Boy have I been kept busy! A good kind of busy. March Madness doesn't just apply to basketball, but to me and speaking at Firesides. I've been traveling all over speaking at least four times a week, which has really reflected on my lack of blog posts. Now that I've healed from surgery and have caught my breath from my travels, adjusted to my schedule, I promise I will not go this long without a post. A lot of new subscribers and emails have come from my feature in LDS Living Magazine, as well as Deseret News, in response to having a hard time feeling like they do not fit in. Feeling that they are judged for their mistakes. Want to return but are worried what others may think. Or others who have become offended and do not want to return.
Let me share with you a story that I tell during my firesides that everyone gasps out of shock to. An experience that happened to me due to my appearance that when I say it everyone reacts the way I did when it happened. Although, truth be told, if it wasn't me telling the story to them, it could of very well been any of them that did the same thing as this man did.
This happened three years ago; my very first day in Utah, after the long, uncomfortable and terrifying trek across the country by myself to a new place where I didn't know a single person. I moved, against my will, because I knew that's what Heavenly Father wanted me to do. I moved regardless of how hard it was and regardless of the fact I had no idea why I needed to be here. And I was scared. Not just because it was new but because of the warnings I received from so many people: "Al, don't move to Utah. No one will like you. Al, if you move to Utah, you will NOT fit in." That was really hard to hear, and I tried my hardest to ignore those remarks.

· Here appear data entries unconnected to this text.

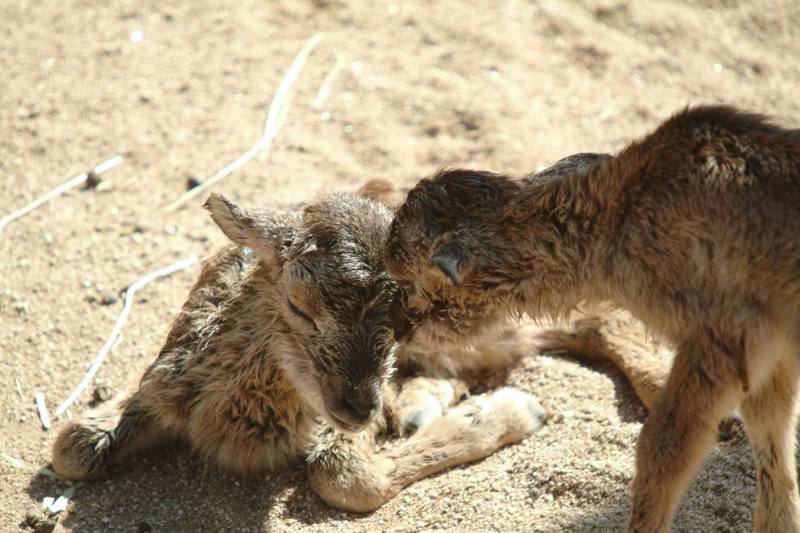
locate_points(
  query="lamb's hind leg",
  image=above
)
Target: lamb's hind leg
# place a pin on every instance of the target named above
(349, 473)
(703, 385)
(770, 416)
(104, 436)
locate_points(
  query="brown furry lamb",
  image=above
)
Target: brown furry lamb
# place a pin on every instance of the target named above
(695, 229)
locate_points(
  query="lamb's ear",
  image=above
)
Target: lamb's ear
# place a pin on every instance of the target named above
(264, 231)
(451, 261)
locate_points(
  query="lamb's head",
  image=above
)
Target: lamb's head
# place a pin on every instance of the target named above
(445, 249)
(334, 296)
(457, 256)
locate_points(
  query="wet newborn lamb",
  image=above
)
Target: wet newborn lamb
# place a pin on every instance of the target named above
(284, 351)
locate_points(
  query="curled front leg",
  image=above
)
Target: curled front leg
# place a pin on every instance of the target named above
(350, 472)
(424, 399)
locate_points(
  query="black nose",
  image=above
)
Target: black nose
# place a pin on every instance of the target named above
(361, 401)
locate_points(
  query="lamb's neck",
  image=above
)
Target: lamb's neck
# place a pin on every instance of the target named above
(556, 227)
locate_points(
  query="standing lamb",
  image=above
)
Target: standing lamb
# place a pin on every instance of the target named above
(695, 229)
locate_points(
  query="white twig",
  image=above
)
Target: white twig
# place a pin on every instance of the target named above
(327, 83)
(44, 416)
(61, 189)
(271, 125)
(121, 319)
(56, 505)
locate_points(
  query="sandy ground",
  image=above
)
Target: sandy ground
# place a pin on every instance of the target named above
(505, 85)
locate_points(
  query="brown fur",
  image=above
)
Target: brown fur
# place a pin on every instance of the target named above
(284, 351)
(694, 229)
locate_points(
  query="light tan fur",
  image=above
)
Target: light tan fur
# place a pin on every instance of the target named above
(284, 352)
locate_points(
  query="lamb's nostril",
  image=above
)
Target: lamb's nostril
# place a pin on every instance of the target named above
(361, 404)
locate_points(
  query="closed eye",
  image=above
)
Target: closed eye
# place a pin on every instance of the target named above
(297, 312)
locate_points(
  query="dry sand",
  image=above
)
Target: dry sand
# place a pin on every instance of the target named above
(506, 85)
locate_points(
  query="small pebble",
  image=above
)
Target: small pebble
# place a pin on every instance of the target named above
(101, 394)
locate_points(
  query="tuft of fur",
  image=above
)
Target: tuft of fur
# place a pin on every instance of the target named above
(694, 229)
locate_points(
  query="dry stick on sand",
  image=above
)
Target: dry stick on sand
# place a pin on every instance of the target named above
(61, 189)
(277, 109)
(121, 319)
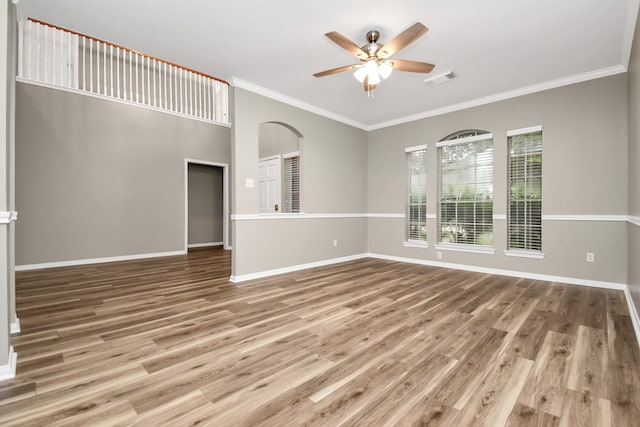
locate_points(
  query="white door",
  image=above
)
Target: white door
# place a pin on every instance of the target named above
(269, 184)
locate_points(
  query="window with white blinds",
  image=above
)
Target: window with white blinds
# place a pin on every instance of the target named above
(291, 199)
(525, 189)
(466, 189)
(416, 210)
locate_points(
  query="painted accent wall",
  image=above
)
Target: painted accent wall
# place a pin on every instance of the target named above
(97, 178)
(634, 169)
(333, 178)
(585, 164)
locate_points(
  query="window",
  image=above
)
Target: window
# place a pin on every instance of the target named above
(525, 189)
(291, 183)
(466, 188)
(416, 215)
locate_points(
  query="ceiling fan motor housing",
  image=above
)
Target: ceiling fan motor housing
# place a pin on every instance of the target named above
(373, 46)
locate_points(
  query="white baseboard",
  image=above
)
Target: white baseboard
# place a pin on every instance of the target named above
(267, 273)
(500, 272)
(8, 371)
(26, 267)
(15, 326)
(204, 245)
(635, 319)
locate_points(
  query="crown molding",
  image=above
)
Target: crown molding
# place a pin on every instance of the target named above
(277, 96)
(629, 30)
(526, 90)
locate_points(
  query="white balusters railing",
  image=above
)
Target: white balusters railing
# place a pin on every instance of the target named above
(59, 57)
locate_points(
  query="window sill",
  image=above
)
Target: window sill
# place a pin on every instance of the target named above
(524, 254)
(465, 248)
(415, 244)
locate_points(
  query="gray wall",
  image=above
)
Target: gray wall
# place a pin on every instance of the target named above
(333, 164)
(275, 139)
(97, 178)
(584, 173)
(205, 204)
(634, 168)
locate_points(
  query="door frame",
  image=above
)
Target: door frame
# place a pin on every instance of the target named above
(225, 200)
(277, 157)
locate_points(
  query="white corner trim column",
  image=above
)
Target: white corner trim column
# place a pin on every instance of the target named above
(8, 371)
(7, 218)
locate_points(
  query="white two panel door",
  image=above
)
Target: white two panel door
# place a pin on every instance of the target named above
(269, 184)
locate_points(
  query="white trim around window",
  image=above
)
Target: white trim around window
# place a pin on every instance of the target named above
(465, 140)
(523, 131)
(460, 247)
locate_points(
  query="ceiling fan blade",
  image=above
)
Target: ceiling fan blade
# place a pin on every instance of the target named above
(347, 44)
(402, 40)
(411, 66)
(335, 70)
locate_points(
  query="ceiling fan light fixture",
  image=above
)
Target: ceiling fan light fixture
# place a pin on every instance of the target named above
(384, 69)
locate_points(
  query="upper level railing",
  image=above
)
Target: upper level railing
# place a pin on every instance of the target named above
(60, 57)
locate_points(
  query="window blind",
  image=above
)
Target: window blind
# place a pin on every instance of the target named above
(466, 190)
(525, 189)
(291, 183)
(416, 209)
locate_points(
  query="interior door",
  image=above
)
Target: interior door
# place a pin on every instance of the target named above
(269, 184)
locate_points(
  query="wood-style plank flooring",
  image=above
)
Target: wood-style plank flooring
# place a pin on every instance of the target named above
(170, 341)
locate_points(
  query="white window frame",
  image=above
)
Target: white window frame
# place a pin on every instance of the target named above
(287, 196)
(461, 247)
(415, 242)
(520, 252)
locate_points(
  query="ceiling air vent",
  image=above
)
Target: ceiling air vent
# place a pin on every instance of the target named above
(440, 78)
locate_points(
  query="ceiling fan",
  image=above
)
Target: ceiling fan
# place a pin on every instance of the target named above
(375, 63)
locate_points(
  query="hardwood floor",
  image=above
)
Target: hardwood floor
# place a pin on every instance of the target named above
(170, 341)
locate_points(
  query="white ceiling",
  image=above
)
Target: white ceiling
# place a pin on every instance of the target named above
(497, 48)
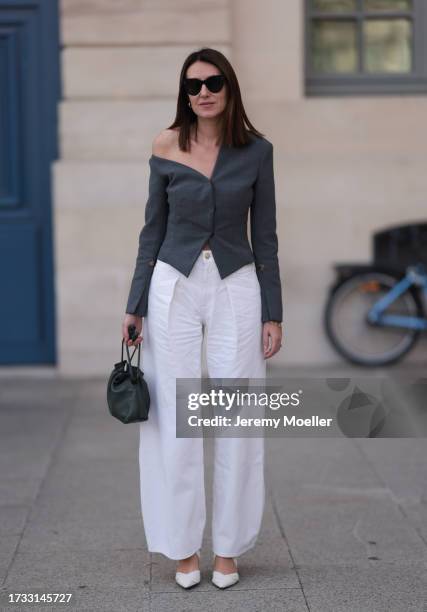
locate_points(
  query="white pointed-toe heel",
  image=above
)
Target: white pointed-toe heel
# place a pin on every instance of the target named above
(225, 580)
(188, 579)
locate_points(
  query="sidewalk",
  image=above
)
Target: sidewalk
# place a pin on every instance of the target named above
(345, 523)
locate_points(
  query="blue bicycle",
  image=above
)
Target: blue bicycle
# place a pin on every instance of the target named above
(374, 313)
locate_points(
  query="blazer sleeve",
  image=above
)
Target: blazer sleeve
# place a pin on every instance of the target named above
(150, 241)
(264, 239)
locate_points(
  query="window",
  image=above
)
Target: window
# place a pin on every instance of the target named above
(366, 46)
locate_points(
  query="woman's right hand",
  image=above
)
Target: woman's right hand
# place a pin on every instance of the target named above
(132, 320)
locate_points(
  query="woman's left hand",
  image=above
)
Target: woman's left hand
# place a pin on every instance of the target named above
(271, 339)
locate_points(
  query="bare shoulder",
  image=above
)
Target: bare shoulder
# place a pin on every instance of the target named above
(164, 142)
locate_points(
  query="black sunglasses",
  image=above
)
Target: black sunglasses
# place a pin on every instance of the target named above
(214, 83)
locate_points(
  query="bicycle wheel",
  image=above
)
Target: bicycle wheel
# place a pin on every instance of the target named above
(349, 330)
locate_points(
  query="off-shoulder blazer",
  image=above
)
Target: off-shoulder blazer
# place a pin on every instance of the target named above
(185, 208)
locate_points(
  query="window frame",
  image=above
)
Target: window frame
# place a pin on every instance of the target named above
(352, 84)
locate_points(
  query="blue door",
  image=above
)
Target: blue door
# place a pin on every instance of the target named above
(29, 92)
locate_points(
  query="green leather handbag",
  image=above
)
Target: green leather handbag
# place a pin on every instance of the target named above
(128, 397)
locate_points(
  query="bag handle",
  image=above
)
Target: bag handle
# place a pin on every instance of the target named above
(133, 335)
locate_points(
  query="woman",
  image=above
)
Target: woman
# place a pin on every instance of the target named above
(196, 274)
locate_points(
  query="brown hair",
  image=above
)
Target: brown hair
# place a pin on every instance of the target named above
(234, 118)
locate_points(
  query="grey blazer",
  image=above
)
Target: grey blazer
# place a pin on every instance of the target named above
(185, 208)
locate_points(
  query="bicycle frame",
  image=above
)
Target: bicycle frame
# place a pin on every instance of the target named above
(415, 275)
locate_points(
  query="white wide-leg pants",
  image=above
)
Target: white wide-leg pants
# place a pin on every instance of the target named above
(180, 310)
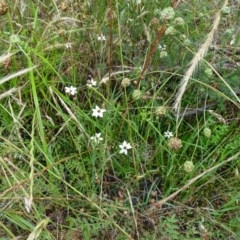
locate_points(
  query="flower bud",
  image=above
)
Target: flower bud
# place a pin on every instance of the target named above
(179, 21)
(174, 143)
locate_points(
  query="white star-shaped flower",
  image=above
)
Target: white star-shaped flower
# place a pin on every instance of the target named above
(91, 83)
(101, 38)
(71, 90)
(68, 45)
(97, 138)
(28, 204)
(98, 112)
(168, 134)
(125, 147)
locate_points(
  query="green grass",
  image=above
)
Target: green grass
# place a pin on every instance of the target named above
(57, 182)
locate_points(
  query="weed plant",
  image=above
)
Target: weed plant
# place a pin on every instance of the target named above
(119, 119)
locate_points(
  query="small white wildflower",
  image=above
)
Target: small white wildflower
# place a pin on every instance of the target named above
(71, 90)
(68, 45)
(225, 10)
(188, 166)
(125, 82)
(97, 138)
(91, 83)
(163, 54)
(170, 31)
(98, 112)
(167, 14)
(168, 134)
(101, 38)
(28, 204)
(14, 39)
(125, 147)
(162, 47)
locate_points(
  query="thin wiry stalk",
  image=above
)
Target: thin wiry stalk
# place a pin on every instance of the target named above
(196, 60)
(16, 74)
(154, 46)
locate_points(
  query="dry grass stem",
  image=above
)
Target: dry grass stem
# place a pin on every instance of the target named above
(196, 60)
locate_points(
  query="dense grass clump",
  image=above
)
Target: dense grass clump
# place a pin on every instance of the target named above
(119, 119)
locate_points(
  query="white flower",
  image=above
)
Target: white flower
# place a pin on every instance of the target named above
(71, 90)
(68, 45)
(97, 138)
(188, 166)
(28, 204)
(98, 112)
(168, 134)
(162, 47)
(125, 147)
(91, 83)
(101, 38)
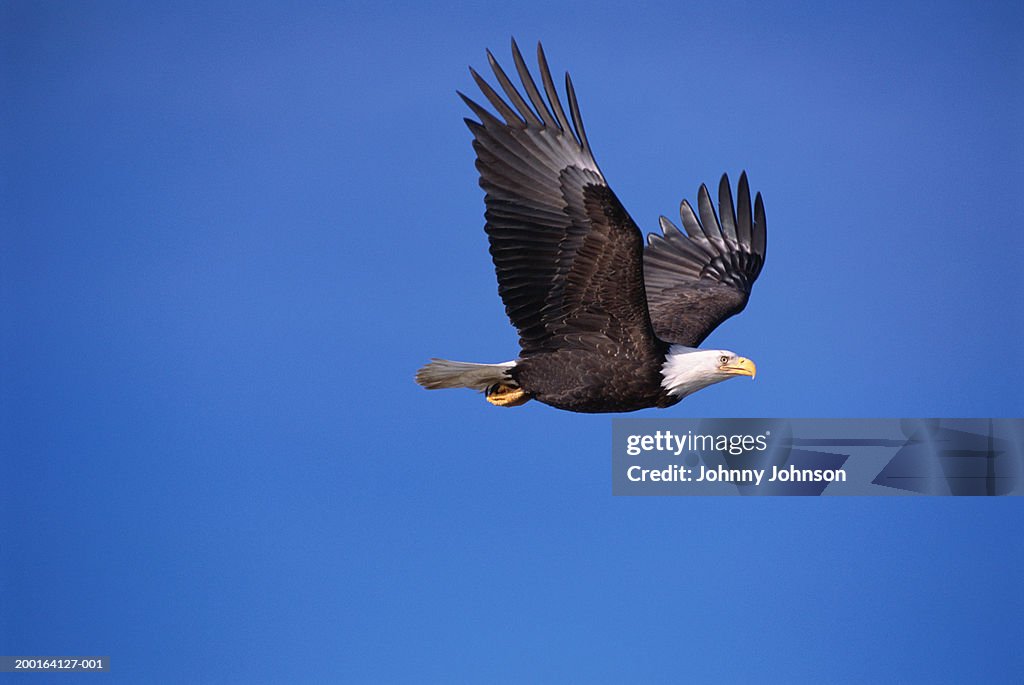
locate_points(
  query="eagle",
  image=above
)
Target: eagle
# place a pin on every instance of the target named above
(605, 323)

So here I am, my very first day across the country in my new home, and what am I suppose to do now? I haven't the slightest idea. Heavenly Father didn't tell me that much yet. I ended up at Cafe Rio we don't have those back home and you have to know I have a thing for tacos. So, you have to visualize this, you know how the line kind of snakes around, so you are in a big group of people while waiting? Well, I was right in the middle of it. And I was holding a church book in my hands. It was more of a grasp/hug to this book; it was a biography on one of the prophets. And while I was waiting in line I felt very tense. I could feel stares in every direction; it felt like lasers. I stood there stiff trying to ignore it but I couldn't. I could physically feel the stares from everyone. Finally, the guy next to me tapped my on the arm and said, "You know ... it's pretty ironic you look the way you do holding that book."
My heart broke. Stomach knotted. Eyes teary.
It took a bit for me to react. So many emotions ran through me, and I had to decide which one I was going to express to him. What I so badly wanted to do was to turn to him and yell. Yell and cry to him, "Do you know what I just went through?! Do you know how hard this is! Do you know who and what I had to give up to be here, and I don't even know why!"
How badly I wanted to walk around everywhere with my scriptures so that the 'lasers' would stop. And they didn't. I so badly wanted people to see me for who I've become. I literally craved more than anything for people to just know that I was trying. That's it. That I was trying. And they couldn't, and it hurt me so badly that it became physically exhausting.